As for the infinite-dimensional setting covered by Theorems 1 and 2, an interesting development of our approach to PCRs is represented by the possibility of finding, for general statistical models, explicit sufficient statistics belonging to Banach spaces of functions. To be more precise, we hint at a constructive version of the well-known Fisher-Neyman factorization lemma. This result would pave the way for a suitable rewriting of the statistical model, that allows for the use of our approach. By way of example, one may consider the identity \(\log f(x | \theta ) = \int _{\mathbb {X}} \log f(y | \theta ) \delta _x(\text {d}y)\), and exploit an integration-by-part formula to obtain an identity like (19), with respect to a suitable measure \(\lambda \) on \((\mathbb {X}, {\mathscr {X}})\). Such a procedure is at the basis for the development of our approach to PCRs in the context of popular nonparametric models, not considered in this paper, such as the Dirichlet process mixture model ([50, Chapter 5]), the random histograms ([50, Example 5.11]) and Pólya trees ([50, Section 3.7]).

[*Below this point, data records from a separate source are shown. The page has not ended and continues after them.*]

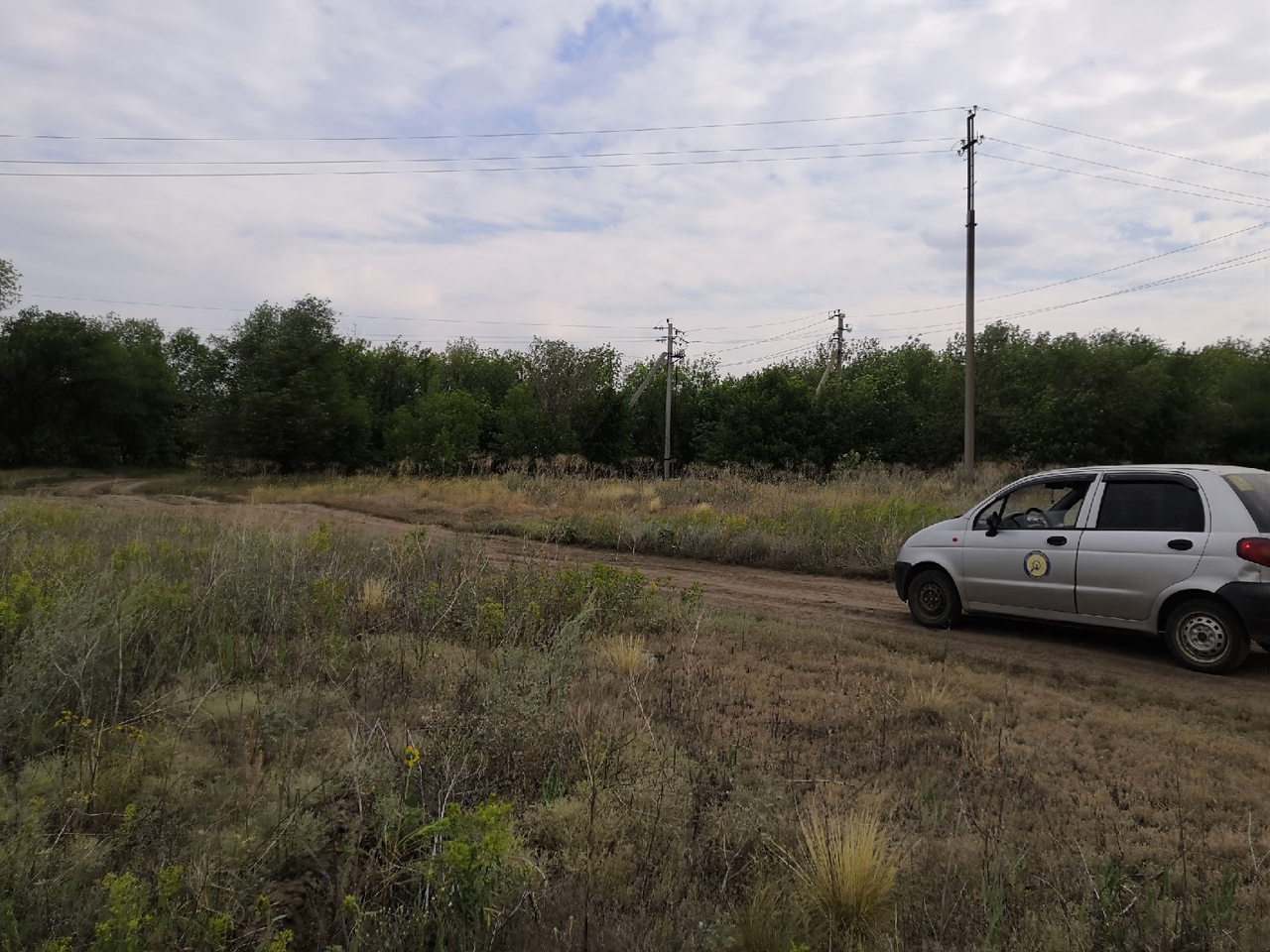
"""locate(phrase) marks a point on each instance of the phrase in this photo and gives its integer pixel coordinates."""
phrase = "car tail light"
(1255, 549)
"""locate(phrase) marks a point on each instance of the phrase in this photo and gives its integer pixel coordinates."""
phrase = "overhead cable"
(483, 135)
(1128, 145)
(452, 172)
(1132, 172)
(468, 159)
(1107, 178)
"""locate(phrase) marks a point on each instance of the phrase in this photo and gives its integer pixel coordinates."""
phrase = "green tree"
(85, 391)
(388, 379)
(440, 431)
(285, 395)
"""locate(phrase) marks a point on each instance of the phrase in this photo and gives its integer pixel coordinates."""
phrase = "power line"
(1238, 262)
(1129, 145)
(465, 159)
(1132, 172)
(480, 135)
(341, 316)
(1107, 178)
(451, 172)
(1056, 284)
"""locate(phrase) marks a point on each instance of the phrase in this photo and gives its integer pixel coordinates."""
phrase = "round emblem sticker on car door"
(1037, 565)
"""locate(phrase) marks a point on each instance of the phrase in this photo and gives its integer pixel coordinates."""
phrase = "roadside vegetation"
(849, 525)
(221, 737)
(284, 391)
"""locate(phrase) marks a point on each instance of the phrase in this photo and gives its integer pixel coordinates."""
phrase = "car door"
(1150, 534)
(1020, 553)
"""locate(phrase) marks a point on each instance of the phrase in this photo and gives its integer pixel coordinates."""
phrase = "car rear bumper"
(1251, 599)
(902, 579)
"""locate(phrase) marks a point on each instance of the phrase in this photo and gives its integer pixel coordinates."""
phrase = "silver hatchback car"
(1178, 549)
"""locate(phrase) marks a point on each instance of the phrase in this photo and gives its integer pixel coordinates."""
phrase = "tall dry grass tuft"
(625, 655)
(846, 875)
(373, 595)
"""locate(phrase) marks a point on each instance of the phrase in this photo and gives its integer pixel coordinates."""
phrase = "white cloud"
(511, 254)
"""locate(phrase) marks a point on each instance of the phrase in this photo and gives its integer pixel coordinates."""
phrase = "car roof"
(1150, 467)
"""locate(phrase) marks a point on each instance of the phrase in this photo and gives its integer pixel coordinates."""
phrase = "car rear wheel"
(1206, 636)
(933, 599)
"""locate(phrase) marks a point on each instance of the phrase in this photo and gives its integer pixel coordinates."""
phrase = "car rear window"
(1254, 492)
(1151, 504)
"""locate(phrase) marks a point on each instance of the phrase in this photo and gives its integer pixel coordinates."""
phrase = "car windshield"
(1254, 492)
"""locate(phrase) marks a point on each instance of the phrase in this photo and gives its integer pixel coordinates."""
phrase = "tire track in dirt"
(1028, 651)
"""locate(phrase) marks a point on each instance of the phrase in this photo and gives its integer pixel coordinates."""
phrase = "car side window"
(1038, 506)
(1151, 506)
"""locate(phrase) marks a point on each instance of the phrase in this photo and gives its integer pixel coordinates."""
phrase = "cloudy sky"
(589, 171)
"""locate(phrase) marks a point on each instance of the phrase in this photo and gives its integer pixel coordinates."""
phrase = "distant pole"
(966, 149)
(837, 349)
(670, 377)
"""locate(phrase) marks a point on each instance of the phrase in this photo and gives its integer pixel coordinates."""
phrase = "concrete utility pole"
(671, 356)
(670, 379)
(966, 149)
(834, 361)
(837, 343)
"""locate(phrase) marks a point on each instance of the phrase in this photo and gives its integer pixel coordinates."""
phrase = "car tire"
(933, 599)
(1206, 636)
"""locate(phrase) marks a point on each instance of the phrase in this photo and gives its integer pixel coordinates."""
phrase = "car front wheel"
(933, 599)
(1206, 636)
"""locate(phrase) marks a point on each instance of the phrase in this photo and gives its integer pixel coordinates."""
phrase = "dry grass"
(846, 875)
(849, 525)
(1042, 805)
(625, 655)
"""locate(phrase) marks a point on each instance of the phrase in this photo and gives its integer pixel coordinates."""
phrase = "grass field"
(851, 525)
(217, 737)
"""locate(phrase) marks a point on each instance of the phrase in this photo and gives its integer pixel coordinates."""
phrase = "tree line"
(286, 390)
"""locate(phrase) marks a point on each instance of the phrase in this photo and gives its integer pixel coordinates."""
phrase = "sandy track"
(833, 603)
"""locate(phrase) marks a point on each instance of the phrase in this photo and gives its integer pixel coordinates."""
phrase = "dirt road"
(1043, 652)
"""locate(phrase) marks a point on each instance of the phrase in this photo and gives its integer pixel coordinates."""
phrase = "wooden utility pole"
(966, 149)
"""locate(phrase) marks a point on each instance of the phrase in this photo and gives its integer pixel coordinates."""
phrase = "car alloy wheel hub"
(1203, 636)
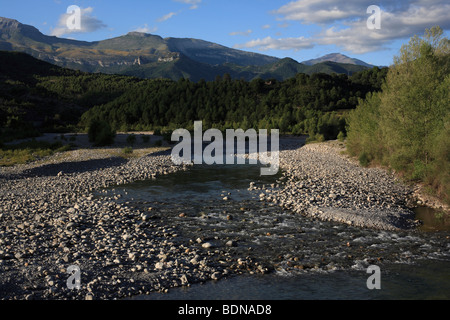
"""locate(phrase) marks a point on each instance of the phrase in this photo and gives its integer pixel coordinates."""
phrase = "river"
(308, 259)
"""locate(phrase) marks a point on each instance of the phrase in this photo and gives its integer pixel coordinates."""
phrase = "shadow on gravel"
(51, 170)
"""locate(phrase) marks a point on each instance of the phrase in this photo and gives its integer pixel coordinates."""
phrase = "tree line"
(406, 125)
(306, 104)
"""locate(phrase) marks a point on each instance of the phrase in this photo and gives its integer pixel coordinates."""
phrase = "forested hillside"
(306, 104)
(39, 96)
(406, 126)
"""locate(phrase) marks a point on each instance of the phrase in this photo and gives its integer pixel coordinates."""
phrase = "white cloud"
(88, 23)
(344, 23)
(357, 38)
(167, 16)
(146, 29)
(193, 3)
(242, 33)
(270, 43)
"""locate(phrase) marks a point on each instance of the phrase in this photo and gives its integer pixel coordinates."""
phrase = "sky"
(299, 29)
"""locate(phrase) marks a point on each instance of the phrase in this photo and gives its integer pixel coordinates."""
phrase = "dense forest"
(37, 96)
(406, 126)
(306, 104)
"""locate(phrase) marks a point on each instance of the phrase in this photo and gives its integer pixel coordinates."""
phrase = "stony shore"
(50, 220)
(321, 182)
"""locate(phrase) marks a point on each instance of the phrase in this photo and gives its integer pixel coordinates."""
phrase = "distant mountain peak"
(151, 56)
(338, 58)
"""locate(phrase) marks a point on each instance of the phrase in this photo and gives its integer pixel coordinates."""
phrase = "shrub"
(131, 139)
(100, 133)
(364, 159)
(127, 150)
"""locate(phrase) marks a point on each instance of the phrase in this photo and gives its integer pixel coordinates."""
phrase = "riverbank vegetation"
(406, 126)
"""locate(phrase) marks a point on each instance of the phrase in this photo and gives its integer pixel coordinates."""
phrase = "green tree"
(100, 133)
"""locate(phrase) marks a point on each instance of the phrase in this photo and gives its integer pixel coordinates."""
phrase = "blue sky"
(300, 29)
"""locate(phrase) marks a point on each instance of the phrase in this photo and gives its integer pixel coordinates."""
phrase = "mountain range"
(151, 56)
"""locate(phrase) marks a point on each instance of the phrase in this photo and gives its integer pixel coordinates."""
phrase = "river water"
(309, 259)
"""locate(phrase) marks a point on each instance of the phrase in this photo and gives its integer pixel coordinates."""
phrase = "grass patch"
(29, 151)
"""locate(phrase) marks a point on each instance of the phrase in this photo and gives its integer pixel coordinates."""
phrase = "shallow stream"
(309, 259)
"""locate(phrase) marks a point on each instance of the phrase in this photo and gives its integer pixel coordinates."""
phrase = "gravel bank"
(319, 181)
(51, 220)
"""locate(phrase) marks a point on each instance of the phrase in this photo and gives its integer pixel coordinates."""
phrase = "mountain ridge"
(151, 56)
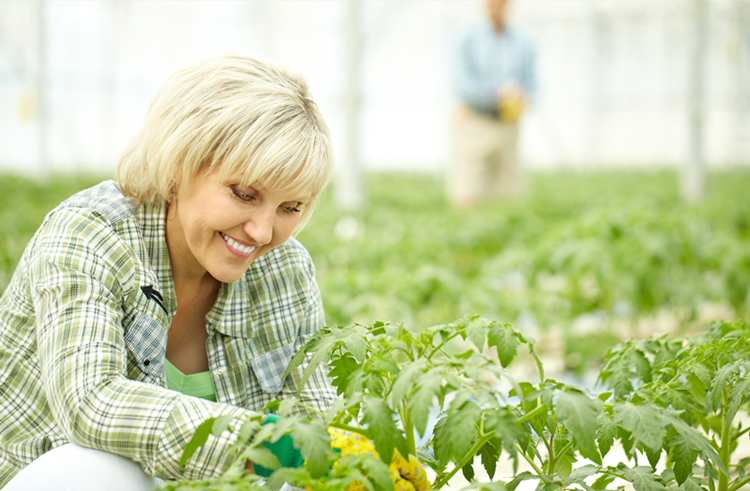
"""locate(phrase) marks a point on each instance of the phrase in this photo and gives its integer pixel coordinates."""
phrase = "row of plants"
(615, 247)
(674, 406)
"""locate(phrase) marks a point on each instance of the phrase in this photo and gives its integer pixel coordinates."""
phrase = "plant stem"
(550, 450)
(725, 450)
(354, 429)
(439, 346)
(739, 484)
(532, 413)
(408, 429)
(469, 456)
(539, 472)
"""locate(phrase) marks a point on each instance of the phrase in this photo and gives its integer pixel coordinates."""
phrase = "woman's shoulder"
(104, 199)
(290, 260)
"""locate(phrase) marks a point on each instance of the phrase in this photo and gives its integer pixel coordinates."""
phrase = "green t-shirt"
(202, 385)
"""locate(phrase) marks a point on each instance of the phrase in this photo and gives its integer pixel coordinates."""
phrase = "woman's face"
(220, 228)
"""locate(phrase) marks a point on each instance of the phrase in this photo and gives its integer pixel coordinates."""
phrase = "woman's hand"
(407, 474)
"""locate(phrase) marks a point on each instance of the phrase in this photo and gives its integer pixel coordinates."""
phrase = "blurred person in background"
(144, 306)
(494, 77)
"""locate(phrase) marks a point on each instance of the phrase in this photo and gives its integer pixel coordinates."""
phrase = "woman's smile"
(237, 248)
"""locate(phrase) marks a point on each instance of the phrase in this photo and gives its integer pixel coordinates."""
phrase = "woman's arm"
(81, 271)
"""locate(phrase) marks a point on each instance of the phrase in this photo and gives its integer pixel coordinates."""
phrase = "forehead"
(293, 189)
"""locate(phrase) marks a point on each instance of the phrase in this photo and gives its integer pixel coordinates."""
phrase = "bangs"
(291, 156)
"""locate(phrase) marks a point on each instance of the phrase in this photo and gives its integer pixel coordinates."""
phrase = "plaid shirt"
(82, 342)
(484, 60)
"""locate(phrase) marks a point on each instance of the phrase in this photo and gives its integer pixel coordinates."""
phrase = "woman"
(182, 274)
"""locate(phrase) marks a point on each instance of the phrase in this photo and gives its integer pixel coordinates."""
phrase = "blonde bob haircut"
(247, 116)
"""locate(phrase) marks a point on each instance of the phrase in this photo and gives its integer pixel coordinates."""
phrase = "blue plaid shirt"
(484, 60)
(83, 336)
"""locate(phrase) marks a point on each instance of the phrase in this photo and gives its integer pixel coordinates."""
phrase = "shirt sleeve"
(528, 78)
(471, 87)
(79, 276)
(317, 392)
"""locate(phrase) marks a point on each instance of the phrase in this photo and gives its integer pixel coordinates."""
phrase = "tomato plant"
(673, 408)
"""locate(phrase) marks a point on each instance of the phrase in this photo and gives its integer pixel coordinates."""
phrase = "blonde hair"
(249, 116)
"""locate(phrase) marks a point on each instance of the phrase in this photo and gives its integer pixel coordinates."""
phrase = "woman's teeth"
(237, 246)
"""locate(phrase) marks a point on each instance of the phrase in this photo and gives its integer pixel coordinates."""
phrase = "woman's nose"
(259, 227)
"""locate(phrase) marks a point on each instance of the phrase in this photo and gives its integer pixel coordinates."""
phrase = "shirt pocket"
(146, 342)
(270, 366)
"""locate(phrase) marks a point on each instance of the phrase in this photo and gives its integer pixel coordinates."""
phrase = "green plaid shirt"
(82, 344)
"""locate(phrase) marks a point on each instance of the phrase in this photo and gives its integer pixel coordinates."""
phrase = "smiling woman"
(146, 305)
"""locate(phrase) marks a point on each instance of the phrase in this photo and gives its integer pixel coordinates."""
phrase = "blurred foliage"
(23, 204)
(582, 249)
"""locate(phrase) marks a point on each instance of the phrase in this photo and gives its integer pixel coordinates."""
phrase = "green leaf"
(504, 339)
(475, 332)
(378, 472)
(468, 471)
(490, 455)
(312, 439)
(563, 461)
(578, 413)
(378, 416)
(428, 386)
(602, 481)
(606, 431)
(341, 372)
(737, 396)
(518, 479)
(643, 422)
(695, 439)
(720, 383)
(262, 456)
(323, 354)
(357, 346)
(286, 406)
(406, 380)
(454, 437)
(199, 438)
(692, 484)
(683, 456)
(578, 475)
(643, 478)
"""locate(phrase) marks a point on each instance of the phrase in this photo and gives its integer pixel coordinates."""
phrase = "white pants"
(74, 468)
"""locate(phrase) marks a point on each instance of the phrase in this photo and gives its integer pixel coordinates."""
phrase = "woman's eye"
(242, 195)
(296, 208)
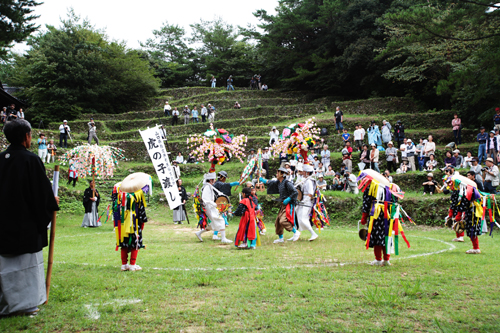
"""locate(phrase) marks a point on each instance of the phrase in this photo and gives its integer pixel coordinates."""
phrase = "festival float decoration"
(297, 139)
(94, 160)
(218, 145)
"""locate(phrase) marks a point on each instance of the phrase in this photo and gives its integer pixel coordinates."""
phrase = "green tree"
(74, 69)
(170, 56)
(16, 22)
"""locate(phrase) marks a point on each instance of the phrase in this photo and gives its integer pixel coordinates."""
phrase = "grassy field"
(322, 286)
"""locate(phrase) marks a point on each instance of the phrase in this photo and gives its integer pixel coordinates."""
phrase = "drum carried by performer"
(208, 197)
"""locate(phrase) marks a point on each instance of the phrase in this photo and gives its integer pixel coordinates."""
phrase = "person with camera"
(490, 176)
(63, 134)
(92, 132)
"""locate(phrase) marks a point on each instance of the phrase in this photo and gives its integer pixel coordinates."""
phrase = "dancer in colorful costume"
(288, 198)
(225, 188)
(467, 211)
(383, 213)
(247, 236)
(129, 212)
(209, 210)
(305, 206)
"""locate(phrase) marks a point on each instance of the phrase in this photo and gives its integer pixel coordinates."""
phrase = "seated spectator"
(472, 176)
(467, 161)
(403, 168)
(330, 171)
(449, 160)
(321, 184)
(338, 184)
(430, 184)
(491, 180)
(351, 183)
(459, 159)
(387, 175)
(431, 163)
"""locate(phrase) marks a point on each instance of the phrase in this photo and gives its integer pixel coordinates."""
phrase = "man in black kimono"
(23, 223)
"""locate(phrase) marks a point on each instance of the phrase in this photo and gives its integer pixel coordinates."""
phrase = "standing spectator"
(410, 154)
(496, 119)
(459, 159)
(429, 148)
(492, 146)
(179, 159)
(449, 160)
(42, 147)
(274, 136)
(399, 132)
(28, 206)
(20, 114)
(325, 156)
(391, 154)
(419, 149)
(374, 154)
(386, 133)
(186, 113)
(51, 152)
(92, 132)
(481, 139)
(339, 118)
(346, 136)
(491, 180)
(63, 134)
(211, 113)
(431, 164)
(175, 116)
(430, 184)
(467, 162)
(265, 161)
(167, 108)
(457, 129)
(204, 113)
(194, 115)
(476, 168)
(358, 137)
(230, 83)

Another promising line of research consists in extending Theorem 2 to metric measure spaces. The theoretical ground for this development may be found in the seminal works of Gigli [51], Gigli and Ohta [52], Ambrosio et al. [6], Otto and Villani [67] and von Renesse and Sturm [83]. In such a context, it is of interest the treatment of the relative entropy-functional in the Wasserstein space. It is well-known that the Hessian of the relative entropy-functional, i.e. the Kullback–Leibler divergence, generalizes by using techniques from infinite-dimensional Riemannian geometry [67]. From the statistical side, the possibility of choosing a parameter space that coincides with a space of measures allows to re-consider, from a different point of view, popular Bayesian statistical models such as Dirichlet process mixture models, which are defined as

$$\begin{aligned} f(x\,|\,\mathfrak {p}) = \int \tau (x\,|\,y) \mathfrak {p}(\text {d}y) \end{aligned}$$

where \(\tau \) is a kernel parameterized by y, and \(\mathfrak {p}\) is a random probability measure with a Dirichlet process prior [41]. The goal should be that of considering PCRs relative to Wasserstein neighborhoods of a given true distribution, say \(\mathfrak {p}_0\). This approach is again different from the nonparametric framework considered in Berthet and Niels-Weed [16], and seems still unexplored.